The 2016 Code introduces an obligation for mining title-holders to contribute annually to a local development fund in the amount of 0.5 per cent of sales, minus annual fees (unspecified). The purpose of the local development funds is to promote the economic and social development of local communities around mining areas, and must include women's empowerment projects.
Under the 2016 Code, small-mine permit holders will be required to provide a guarantee as security for the cost of rehabilitating their mine site. Small-mine permit holders under the 2003 Code are not required to do this. Obligations for mining permit holders remain the same (to deposit funds in a trust account with a Senegalese bank that will be used to rehabilitate the mine site).
Under the 2016 Code, all mining title-holders are required to:
- respect, protect and implement human rights in areas affected by mining operations;
- respect the provisions of the Forestry Code where the mining title has been granted over a classified forest zone; and
- respect the principles and obligations under the Extractive Industries Transparency Initiative (EITI), such as declaring all payments made to the state to the EITI authorities.
The passing of the new law follows a three-year consultation and legislative drafting process and introduces many initiatives that have been used within the region.
The bill will now be presented to the president for promulgation and, after that time, it will be published in the National Gazette.
The 2003 Code was designed to attract and foster investment and development in mineral resources in the country.
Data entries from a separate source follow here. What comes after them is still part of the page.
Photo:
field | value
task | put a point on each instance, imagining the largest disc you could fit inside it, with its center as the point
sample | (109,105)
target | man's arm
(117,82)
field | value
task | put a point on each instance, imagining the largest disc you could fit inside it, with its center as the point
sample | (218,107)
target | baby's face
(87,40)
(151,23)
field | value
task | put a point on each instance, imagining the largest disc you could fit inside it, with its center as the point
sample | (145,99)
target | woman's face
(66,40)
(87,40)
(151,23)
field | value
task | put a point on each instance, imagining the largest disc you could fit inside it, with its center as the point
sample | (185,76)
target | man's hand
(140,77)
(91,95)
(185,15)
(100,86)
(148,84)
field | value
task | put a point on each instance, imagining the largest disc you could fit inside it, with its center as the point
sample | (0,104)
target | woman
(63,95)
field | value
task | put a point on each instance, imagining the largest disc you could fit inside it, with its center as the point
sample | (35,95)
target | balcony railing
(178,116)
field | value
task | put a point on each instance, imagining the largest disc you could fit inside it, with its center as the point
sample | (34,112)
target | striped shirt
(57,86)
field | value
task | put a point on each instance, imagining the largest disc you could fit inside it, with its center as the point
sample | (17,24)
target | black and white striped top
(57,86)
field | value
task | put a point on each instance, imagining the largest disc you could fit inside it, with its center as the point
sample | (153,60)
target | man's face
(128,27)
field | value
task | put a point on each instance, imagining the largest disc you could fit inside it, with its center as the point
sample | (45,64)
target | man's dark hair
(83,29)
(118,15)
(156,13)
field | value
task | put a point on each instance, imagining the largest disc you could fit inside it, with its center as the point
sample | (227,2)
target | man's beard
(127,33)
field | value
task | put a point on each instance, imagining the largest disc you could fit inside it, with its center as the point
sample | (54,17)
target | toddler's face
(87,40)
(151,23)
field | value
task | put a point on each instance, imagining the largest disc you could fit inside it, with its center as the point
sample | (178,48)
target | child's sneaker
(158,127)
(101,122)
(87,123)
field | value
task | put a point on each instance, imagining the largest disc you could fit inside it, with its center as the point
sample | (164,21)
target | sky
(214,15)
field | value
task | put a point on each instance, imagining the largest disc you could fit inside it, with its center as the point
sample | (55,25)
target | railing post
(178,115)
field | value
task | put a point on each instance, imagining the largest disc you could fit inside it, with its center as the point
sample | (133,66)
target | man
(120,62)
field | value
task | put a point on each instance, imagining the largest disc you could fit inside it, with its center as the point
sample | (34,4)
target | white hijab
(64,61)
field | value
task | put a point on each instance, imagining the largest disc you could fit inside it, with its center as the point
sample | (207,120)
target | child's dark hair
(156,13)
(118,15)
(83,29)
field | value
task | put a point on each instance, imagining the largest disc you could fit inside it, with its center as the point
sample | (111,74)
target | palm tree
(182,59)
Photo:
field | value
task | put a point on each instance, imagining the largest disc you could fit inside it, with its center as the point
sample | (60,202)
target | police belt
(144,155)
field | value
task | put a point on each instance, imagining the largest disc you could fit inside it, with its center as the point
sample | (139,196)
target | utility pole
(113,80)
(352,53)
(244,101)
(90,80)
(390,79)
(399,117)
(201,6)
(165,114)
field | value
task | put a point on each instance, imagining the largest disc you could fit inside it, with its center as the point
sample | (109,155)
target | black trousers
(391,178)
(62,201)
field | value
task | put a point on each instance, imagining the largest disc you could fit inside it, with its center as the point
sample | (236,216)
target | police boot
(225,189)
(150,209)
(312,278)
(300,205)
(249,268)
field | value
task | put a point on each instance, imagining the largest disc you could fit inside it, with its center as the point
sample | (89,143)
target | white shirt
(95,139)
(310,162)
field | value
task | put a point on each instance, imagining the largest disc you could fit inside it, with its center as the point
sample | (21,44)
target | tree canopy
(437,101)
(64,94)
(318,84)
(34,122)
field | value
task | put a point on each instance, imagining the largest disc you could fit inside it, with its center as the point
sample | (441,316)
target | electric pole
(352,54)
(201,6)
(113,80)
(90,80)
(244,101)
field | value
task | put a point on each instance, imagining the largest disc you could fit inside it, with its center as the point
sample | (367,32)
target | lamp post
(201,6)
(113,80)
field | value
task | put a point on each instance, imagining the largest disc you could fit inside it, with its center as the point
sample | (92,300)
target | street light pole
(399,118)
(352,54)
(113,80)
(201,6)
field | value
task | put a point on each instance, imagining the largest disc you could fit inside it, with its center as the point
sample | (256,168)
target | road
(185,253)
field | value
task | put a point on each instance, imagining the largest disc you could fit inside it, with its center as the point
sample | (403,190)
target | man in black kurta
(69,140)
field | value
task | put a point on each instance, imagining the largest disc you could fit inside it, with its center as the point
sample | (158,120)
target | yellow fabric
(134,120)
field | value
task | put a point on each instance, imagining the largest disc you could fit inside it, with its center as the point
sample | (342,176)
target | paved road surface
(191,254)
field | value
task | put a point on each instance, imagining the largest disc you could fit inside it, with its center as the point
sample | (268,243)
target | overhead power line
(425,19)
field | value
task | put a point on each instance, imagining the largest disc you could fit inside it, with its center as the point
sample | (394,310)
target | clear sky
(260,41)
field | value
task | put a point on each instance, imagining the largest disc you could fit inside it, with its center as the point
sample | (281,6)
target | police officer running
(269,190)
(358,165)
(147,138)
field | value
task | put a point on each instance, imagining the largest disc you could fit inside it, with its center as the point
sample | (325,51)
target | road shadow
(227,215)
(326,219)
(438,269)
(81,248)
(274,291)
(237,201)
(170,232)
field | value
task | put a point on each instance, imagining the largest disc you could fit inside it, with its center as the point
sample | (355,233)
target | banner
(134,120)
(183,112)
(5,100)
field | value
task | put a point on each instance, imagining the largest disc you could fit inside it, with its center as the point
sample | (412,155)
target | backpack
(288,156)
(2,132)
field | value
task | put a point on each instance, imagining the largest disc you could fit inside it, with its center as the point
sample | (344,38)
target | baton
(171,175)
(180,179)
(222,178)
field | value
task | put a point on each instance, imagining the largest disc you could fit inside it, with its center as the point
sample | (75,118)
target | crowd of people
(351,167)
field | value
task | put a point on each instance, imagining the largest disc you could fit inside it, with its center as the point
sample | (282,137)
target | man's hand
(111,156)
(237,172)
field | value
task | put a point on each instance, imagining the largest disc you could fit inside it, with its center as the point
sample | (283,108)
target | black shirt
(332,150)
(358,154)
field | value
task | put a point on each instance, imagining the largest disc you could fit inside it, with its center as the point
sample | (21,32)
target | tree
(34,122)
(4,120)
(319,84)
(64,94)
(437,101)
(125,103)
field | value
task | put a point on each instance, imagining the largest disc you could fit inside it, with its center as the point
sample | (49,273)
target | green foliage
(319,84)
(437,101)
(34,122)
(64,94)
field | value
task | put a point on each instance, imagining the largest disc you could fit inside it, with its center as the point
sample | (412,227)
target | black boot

It embodies a transparent, predictable, simple, stable and non-discriminatory mineral regime. The country's Mineral Policy Statement sets out the main objectives for the development of the mineral resources to be found in Senegal and promotes the international principles necessary to encourage foreign investment inflows into the national economy. Application of the 2003 Code is designed to reduce transaction costs and the legal environment is based on the principles of clarity, flexibility, competitiveness and sustainability, provided that:
- diversification of mineral production and the beneficiation of mineral products before export is encouraged;
- the lawful rights and interests of investors are guaranteed;
- foreign investments are governed by the non-discriminatory principle, meaning that foreign investors will be treated no less favourably than comparable domestic investors;
- the protection of the environment and the sustainability of mining will be a key objective; and
- projects will be designed using a comprehensive information system for mineral resources management, integrated with other natural resources (such as land, forest reserves and water) with proper regard for environmental and social issues.